IMPORTING DATA INTO MySQL
Importing our data into a spreadsheet is an easy process. It does suffer when it comes to performance if the subject filesystem is large, however. There is another limitation of this method as well. It is not easy to make a true timeline where modification, access, and creation times are all presented on a single timeline. You could create a body file for use with Autopsy, but I have found that the performance is still lacking and this is not nearly as flexible as having everything in a proper database.
If you do not already have MySQL installed on your forensics workstation, it is quite simple to add. For Debian and Ubuntu based systems sudo apt-get install mysql-server should be all you need. Once MySQL has been installed you will want to create a database. To keep things clean, I recommend you create a new database for each case. The command to create a new database is simply mysqladmin -u <user>
-p create
Once a database has been created it is time to add some tables. The easiest way to do this is to start the MySQL client using mysql -u <user> -p, i.e. mysql -u root -p. You are not yet connected to your database. To remedy that situation issue the command connect <database> in the MySQL client shell. For example, in my case I would type connect case-pfe1. Logging in to MySQL and connecting to a database is shown in Figure 6.5.
FIGURE 6.5
Logging in with the MySQL client and connecting to a database.
The following SQL code will create a database table that can be used to import the semicolon-separated values in the file generated by our shell script. This script may be saved to a file and executed in the MySQL client. It is also just as easy to cut and past it into MySQL.
create table files (
AccessDate date not null,
AccessTime time not null,
ModifyDate date not null,
ModifyTime time not null,
CreateDate date not null,
CreateTime time not null,
Permissions smallint not null,
UserId smallint not null,
GroupId smallint not null,
FileSize bigint not null, Filename varchar(2048) not null, recno bigint not null auto_increment, primary key(recno)
);
We can see that this is a fairly simple table. All of the columns are declared ‘not null’ meaning that they cannot be empty. For readers not familiar with MySQL the last two lines might require some explanation. The first creates a column, recno, which is a long integer and sets it to automatically increment an internal counter every time a new row is inserted. On the next line recno is set as the primary key. The primary key is used for sorting and quickly retrieving information in the table.
Creating this table is shown in Figure 6.6. Notice that MySQL reports 0 rows affected which is correct. Adding a table does not create any rows (records) in it.
FIGURE 6.6
Create a Table to store file metadata in MySQL.

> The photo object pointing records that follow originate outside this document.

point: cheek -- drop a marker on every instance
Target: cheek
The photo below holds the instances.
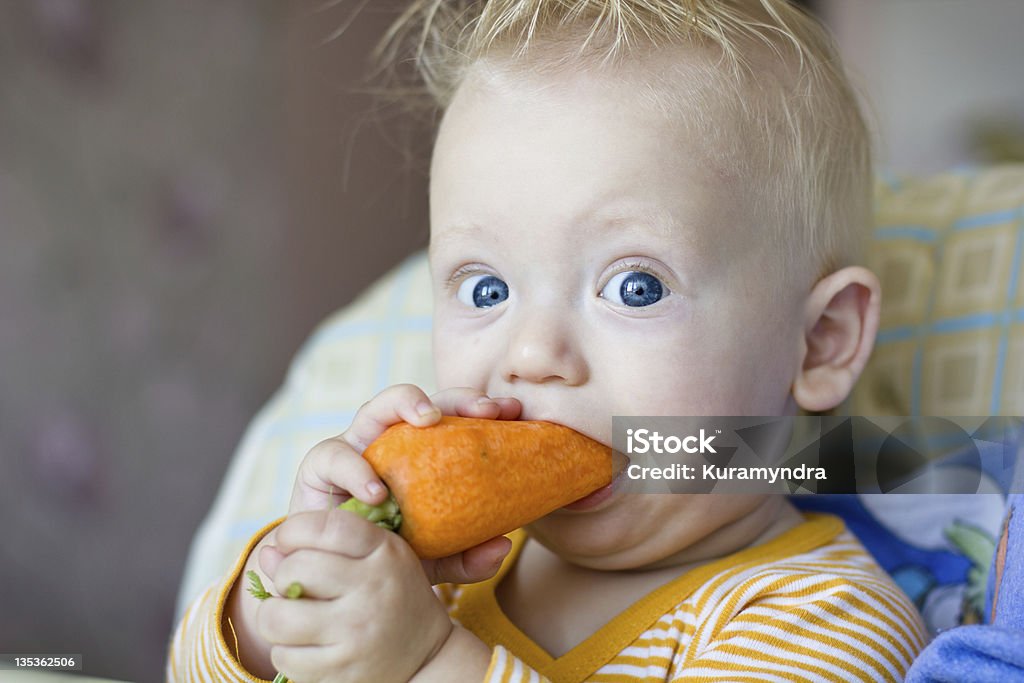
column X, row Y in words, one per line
column 459, row 356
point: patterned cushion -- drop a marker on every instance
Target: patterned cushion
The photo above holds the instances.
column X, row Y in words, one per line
column 947, row 249
column 948, row 252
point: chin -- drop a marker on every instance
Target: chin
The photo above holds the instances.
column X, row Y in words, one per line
column 596, row 540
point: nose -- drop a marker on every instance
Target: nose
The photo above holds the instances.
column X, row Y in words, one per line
column 545, row 346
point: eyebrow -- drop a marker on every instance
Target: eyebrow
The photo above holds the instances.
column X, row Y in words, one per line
column 601, row 219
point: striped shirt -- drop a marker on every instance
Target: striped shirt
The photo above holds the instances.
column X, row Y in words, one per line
column 807, row 605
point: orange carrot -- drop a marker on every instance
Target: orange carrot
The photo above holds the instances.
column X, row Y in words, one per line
column 465, row 479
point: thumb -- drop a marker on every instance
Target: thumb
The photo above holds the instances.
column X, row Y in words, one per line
column 469, row 566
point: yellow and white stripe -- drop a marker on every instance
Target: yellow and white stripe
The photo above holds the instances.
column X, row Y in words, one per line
column 808, row 605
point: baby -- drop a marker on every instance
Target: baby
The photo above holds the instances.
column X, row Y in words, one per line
column 637, row 209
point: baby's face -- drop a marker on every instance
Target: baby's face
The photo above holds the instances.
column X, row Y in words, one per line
column 590, row 259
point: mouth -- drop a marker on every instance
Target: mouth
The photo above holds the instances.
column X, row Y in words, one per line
column 597, row 498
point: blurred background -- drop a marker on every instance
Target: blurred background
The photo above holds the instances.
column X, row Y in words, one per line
column 187, row 186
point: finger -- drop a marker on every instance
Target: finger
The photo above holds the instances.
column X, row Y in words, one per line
column 333, row 466
column 323, row 574
column 285, row 622
column 314, row 663
column 477, row 563
column 401, row 402
column 332, row 530
column 269, row 558
column 469, row 402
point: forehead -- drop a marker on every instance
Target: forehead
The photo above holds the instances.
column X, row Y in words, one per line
column 630, row 137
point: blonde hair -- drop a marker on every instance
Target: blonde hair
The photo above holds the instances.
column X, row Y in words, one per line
column 780, row 73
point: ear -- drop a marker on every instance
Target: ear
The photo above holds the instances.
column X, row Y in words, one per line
column 841, row 322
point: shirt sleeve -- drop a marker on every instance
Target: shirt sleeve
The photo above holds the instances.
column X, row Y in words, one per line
column 807, row 628
column 203, row 648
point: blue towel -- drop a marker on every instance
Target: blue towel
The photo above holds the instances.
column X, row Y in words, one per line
column 986, row 652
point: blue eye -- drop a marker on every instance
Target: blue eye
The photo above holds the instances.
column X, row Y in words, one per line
column 482, row 291
column 634, row 288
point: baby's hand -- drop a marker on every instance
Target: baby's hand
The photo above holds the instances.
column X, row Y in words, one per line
column 367, row 610
column 335, row 470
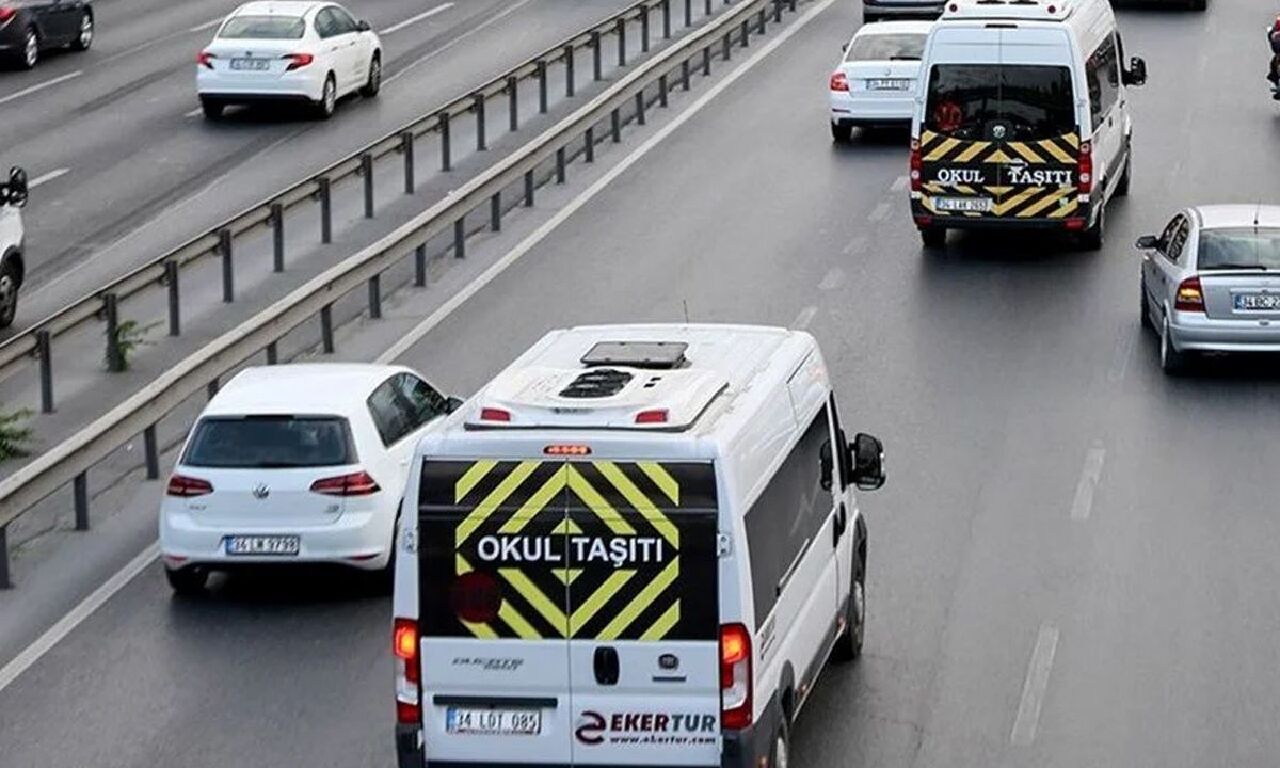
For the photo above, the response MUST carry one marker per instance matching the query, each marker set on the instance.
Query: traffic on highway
(672, 429)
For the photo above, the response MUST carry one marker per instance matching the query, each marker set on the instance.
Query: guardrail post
(224, 247)
(114, 359)
(366, 169)
(80, 490)
(407, 151)
(325, 210)
(446, 159)
(375, 297)
(597, 59)
(420, 266)
(542, 87)
(327, 329)
(568, 71)
(277, 238)
(622, 42)
(151, 452)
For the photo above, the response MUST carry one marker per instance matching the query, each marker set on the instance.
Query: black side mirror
(867, 457)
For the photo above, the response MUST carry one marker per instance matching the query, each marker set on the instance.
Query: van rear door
(644, 613)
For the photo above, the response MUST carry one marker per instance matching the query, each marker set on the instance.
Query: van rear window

Now that there is a place for data to go, the information from our shell script can be imported. MySQL has a load data infile command that can be used for this purpose. There is a small complication that must be worked out before running this command. The date strings in the file must be converted to proper MySQL date objects before insertion in the database. This is what is happening in the set clause of the following script. There is also a line that reads ignore 1 rows which tells MySQL to ignore the headers at the top of our file that exist to make a spreadsheet import easier.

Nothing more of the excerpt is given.